Plaintiffs can also recover lost superannuation on those lost wages. His Honour assessed the plaintiff’s past economic loss and determined that there was no evidence to justify the plaintiff’s mere assertion that he had the capacity to earn $900 per week. Furthermore, His Honour awarded $74,178 for past economic loss on the basis of an earning capacity of between $600 and $800 per week, and $7,074 for past superannuation. His Honour awarded $4,354 interest on the plaintiff’s past economic loss.
Future Economic Loss Awarded Based on not Becoming Fisherman
Plaintiffs are allowed to recover damages for future economic loss, that is, on simple terms, wages that will be lost looking into the future. Plaintiffs are also allowed to recover damages for lost future superannuation, that is, superannuation that they would have accrued if the accident had not happened. His Honour assessed the plaintiff’s future economic loss and noted that the plaintiff could have become a successful commercial fisherman and made a lot of money. However, His Honour also noted that the plaintiff may have been a fisherman who barely scraped a living from the sea and instead carried on with the work because he enjoyed the lifestyle and fishing was in his blood.
His Honour considered that because of the accident, the plaintiff’s earning capacity was going to be lost progressively more and more. After applying the law for calculating future economic loss, which considers the time value theory of money and the vicissitudes of life, His Honour considered $265,000 appropriate for future economic loss. The Court awared the plaintiff $30,024 for future lost superannuation on the basis of the award of future economic loss.

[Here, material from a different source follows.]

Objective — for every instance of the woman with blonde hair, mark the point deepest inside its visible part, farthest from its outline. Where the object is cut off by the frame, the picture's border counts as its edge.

$600,000 Awarded to Future Fisherman
Plaintiffs can recover special damages for medication, treatment, and travelling to and from treatment, as a result of their injuries. In this case, the parties agreed special damages be at $5,000. His Honour awarded that amount as well as $291 interest on those damages.
In some cases plaintiffs can recover damages for gratuitous services, those being care provided by friends or family members for free. An example might be: assistance with the preparation of meals from a spouse or family member. The plaintiff may not have paid their spouse or family member for the services, but may be able to recover damages anyway. Plaintiffs can claim for past gratuitous services assessed from the accident to the date of judgment. Plaintiffs can also claim gratuitously services looking into the future. The Court awarded the plaintiff $14,720 for past gratuitous services and for future gratuitous services, $142,000.
In some cases plaintiffs can recover damages for paid care. In this case the plaintiff claimed damages for paid care and the Court awarded $26,500 for care he would receive in the future.
This case highlights the various heads of damage available to plaintiffs. Whilst the law in this area is complicated, which leads to disputes between parties as to the correct amount of damages payable, there is no substitute for good evidence. Documents, videos, and photos are far more durable pieces of evidence than relying on human memory alone.